Who is poised to become a free agent next offseason? Are there more stars available in the 2023 class? Here’s a look at the top 40 players who could be available next summer. 

LeBron James, Los Angeles Lakers — Unrestricted

Even though James will be 38 years old when he hits the open market, he will attract a ton of interest from teams since he continues to produce at a superstar level. Last season, James averaged 30.3 points, 8.2 rebounds, 6.2 assists, 2.9 threes, 1.3 steals and 1.1 blocks per game on .524/.359/.756 shooting splits. James has said that his ultimate goal is to play alongside his oldest son, Bronny, in the NBA. Due to Bronny’s draft eligibility, the earliest that they can team up is in 2024-25, so don't be surprised when LeBron signs a one-year deal that allows him to hit the open market shortly after the 2024 NBA Draft.

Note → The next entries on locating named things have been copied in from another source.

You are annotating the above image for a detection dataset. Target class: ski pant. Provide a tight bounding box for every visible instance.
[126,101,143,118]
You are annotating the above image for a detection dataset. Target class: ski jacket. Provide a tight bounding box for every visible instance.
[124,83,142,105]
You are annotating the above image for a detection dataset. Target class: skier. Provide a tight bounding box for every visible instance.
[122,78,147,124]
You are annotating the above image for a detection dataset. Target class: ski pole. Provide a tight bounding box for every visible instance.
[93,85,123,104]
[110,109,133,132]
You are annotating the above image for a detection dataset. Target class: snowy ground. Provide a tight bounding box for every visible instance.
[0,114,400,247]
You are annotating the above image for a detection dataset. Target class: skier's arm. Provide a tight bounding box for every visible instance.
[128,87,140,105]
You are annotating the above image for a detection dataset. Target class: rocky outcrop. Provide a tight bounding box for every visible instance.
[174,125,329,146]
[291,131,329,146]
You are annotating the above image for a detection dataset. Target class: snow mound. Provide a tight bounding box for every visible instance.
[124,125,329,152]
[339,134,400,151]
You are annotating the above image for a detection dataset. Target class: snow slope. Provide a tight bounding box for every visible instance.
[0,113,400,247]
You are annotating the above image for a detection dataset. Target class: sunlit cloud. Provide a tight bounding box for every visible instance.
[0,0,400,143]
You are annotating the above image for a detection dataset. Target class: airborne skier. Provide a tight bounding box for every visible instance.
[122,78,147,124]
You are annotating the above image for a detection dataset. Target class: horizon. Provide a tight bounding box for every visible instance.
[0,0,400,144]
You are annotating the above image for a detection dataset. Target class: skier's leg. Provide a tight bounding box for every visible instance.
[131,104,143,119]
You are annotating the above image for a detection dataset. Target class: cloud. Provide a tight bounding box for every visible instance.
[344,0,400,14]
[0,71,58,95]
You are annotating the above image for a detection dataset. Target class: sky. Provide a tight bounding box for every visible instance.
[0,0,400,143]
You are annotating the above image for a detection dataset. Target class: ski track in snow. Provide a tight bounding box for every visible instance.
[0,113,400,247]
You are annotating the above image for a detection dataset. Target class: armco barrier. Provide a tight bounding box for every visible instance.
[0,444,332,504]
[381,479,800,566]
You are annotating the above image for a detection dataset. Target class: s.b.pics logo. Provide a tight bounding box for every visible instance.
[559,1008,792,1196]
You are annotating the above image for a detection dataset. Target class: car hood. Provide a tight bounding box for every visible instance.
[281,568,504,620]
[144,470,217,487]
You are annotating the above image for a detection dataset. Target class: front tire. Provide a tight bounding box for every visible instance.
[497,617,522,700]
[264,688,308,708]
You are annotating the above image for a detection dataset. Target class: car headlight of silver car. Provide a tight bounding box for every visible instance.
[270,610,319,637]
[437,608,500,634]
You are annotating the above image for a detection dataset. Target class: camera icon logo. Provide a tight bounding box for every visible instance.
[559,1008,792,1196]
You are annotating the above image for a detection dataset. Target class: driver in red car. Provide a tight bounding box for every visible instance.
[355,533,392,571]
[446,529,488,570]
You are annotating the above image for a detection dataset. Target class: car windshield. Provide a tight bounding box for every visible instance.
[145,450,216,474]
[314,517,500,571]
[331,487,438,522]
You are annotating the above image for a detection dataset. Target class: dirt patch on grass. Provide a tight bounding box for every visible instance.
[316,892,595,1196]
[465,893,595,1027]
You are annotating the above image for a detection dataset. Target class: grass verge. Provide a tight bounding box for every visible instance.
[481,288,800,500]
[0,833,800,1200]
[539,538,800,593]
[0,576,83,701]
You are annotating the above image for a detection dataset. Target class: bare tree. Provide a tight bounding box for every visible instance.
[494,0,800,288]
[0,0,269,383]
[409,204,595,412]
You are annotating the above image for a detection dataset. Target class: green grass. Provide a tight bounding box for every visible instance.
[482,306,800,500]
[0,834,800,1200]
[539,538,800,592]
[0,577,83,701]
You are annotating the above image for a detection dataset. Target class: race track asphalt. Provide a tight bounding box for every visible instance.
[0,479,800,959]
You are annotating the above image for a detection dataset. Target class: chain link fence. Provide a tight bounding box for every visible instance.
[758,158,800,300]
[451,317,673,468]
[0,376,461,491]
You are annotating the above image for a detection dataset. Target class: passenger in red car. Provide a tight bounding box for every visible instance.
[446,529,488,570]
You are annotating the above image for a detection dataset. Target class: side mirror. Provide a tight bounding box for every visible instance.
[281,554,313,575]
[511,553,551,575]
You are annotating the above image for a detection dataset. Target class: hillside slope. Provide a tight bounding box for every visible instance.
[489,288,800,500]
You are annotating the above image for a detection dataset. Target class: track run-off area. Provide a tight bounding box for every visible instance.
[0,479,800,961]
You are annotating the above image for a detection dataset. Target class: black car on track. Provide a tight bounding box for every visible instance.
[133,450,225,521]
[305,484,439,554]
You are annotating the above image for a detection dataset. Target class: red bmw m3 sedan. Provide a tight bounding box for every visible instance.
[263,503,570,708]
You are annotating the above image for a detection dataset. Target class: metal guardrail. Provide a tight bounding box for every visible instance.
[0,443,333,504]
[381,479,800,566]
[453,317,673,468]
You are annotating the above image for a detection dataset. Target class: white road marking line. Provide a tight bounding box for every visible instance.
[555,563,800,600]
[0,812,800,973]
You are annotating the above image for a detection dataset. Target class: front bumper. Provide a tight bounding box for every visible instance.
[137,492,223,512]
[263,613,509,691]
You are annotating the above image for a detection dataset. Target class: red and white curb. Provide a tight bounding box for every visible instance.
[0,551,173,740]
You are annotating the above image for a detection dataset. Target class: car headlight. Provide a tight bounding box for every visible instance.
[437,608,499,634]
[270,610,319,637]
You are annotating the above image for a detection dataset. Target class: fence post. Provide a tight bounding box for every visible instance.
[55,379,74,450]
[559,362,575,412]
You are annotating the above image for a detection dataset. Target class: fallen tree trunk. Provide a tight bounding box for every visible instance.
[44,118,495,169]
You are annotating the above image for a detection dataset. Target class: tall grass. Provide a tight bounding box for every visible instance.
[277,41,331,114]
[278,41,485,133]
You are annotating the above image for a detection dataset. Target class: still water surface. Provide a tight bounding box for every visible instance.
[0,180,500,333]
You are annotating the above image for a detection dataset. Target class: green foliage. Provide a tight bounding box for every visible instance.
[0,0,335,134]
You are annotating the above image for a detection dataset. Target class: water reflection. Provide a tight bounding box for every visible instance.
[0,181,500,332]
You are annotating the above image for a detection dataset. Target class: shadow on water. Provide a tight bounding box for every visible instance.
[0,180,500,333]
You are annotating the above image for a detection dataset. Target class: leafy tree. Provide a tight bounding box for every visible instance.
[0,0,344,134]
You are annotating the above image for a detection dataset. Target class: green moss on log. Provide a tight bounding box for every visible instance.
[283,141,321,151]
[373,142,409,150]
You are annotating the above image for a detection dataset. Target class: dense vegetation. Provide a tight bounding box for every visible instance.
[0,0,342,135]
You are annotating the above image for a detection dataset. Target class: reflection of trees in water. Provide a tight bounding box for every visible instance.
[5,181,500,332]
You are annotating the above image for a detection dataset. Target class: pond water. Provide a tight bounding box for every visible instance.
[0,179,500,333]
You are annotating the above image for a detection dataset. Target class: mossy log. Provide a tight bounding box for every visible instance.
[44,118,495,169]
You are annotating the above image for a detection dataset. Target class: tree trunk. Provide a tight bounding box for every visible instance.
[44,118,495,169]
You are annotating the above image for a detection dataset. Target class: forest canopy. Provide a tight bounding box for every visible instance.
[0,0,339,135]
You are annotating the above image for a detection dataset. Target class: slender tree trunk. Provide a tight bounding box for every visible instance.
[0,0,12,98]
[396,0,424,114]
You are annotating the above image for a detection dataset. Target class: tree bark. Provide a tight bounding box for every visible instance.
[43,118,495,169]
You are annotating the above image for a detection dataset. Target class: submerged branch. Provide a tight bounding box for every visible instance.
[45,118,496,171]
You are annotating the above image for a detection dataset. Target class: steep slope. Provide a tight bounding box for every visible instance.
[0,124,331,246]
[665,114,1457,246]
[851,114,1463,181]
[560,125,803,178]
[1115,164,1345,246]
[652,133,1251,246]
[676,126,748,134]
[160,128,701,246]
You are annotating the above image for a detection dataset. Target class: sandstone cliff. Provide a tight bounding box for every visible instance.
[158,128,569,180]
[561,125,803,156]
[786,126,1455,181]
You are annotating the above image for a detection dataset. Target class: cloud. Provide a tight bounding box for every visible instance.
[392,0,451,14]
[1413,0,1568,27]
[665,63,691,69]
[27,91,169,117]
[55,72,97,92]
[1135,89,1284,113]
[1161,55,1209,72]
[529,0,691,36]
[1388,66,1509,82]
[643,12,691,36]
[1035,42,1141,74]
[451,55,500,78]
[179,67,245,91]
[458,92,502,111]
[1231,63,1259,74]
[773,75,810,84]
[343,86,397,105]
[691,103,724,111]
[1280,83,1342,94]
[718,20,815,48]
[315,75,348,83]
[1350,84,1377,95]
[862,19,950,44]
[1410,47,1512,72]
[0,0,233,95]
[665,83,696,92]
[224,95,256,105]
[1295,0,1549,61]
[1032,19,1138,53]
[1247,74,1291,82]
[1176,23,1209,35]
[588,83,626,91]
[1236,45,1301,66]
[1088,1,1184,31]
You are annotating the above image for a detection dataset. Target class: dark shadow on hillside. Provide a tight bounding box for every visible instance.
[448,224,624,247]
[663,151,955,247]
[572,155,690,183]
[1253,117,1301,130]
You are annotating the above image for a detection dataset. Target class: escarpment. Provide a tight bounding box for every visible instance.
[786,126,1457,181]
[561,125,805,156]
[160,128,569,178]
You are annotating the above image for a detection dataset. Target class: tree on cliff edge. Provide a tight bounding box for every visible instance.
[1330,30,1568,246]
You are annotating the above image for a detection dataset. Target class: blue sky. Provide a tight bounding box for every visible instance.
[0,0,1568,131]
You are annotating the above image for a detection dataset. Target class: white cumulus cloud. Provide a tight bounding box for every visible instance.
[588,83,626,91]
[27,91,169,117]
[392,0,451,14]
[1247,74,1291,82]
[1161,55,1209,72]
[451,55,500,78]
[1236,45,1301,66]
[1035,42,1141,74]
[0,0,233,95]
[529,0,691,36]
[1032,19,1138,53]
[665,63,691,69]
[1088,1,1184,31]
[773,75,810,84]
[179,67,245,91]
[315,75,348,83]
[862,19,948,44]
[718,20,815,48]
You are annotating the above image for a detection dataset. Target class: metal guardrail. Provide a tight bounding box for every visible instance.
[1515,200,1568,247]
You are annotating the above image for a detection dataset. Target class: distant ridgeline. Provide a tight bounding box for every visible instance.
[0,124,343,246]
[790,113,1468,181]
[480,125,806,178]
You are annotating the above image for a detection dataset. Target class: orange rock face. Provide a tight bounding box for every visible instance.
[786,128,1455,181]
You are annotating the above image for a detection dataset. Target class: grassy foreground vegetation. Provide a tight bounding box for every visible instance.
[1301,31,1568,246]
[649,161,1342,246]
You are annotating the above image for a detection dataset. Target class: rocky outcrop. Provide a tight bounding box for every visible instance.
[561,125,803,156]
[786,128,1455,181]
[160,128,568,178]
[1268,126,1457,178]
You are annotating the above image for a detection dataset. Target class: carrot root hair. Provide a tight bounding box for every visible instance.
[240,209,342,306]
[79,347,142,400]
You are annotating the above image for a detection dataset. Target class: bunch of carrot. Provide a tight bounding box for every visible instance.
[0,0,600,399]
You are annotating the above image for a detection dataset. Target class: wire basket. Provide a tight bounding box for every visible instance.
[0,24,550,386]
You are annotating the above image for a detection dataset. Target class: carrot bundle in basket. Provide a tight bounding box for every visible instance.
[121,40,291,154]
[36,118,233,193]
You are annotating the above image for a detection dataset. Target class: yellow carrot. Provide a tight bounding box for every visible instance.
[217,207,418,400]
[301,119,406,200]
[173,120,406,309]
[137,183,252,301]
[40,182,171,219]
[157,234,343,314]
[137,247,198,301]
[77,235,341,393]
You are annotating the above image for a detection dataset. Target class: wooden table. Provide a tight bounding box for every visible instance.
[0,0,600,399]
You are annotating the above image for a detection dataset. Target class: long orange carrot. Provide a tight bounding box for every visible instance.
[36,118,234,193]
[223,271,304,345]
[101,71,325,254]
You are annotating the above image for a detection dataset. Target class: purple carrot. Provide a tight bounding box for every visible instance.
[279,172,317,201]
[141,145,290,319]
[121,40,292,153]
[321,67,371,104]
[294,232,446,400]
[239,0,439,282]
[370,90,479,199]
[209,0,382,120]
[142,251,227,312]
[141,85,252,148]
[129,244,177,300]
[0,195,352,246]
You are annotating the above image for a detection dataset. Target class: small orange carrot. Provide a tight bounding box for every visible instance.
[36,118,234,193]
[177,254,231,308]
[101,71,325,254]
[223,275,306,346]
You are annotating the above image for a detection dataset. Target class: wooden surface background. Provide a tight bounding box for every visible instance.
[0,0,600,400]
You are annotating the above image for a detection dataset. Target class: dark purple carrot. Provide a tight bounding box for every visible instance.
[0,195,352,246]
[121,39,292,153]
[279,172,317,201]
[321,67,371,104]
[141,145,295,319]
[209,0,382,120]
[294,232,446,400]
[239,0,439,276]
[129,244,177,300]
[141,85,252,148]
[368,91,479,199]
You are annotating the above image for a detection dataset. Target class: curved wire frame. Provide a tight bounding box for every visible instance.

Khris Middleton, Milwaukee Bucks — Player Option

Middleton has become one of the most reliable, consistent players in the NBA. The three-time All-Star helped the Milwaukee Bucks win a championship in 2021, and his absence was felt after he sprained his MCL during the 2022 NBA Playoffs. Last season, Middleton averaged 20.1 points, 5.4 rebounds, 5.4 assists, 2.5 threes and 1.2 steals, while shooting 44.3% from the field, 37.3% from three-point range and 89.0% from the free-throw line. Middleton has a player option worth $40,396,552, and plenty of teams will be interested in his services if he chooses to opt out.

James Harden, Philadelphia 76ers — Player Option

Harden declined his $47.4 million player option for the 2022-23 campaign, and then re-signed with the 76ers on a two-year deal with a player option in the second season. This year, Harden will earn approximately $32.4 million. Last season, Harden averaged 22.0 points, 10.3 assists, 7.7 rebounds, 2.3 threes and 1.3 steals on .410/.330/.877 shooting splits.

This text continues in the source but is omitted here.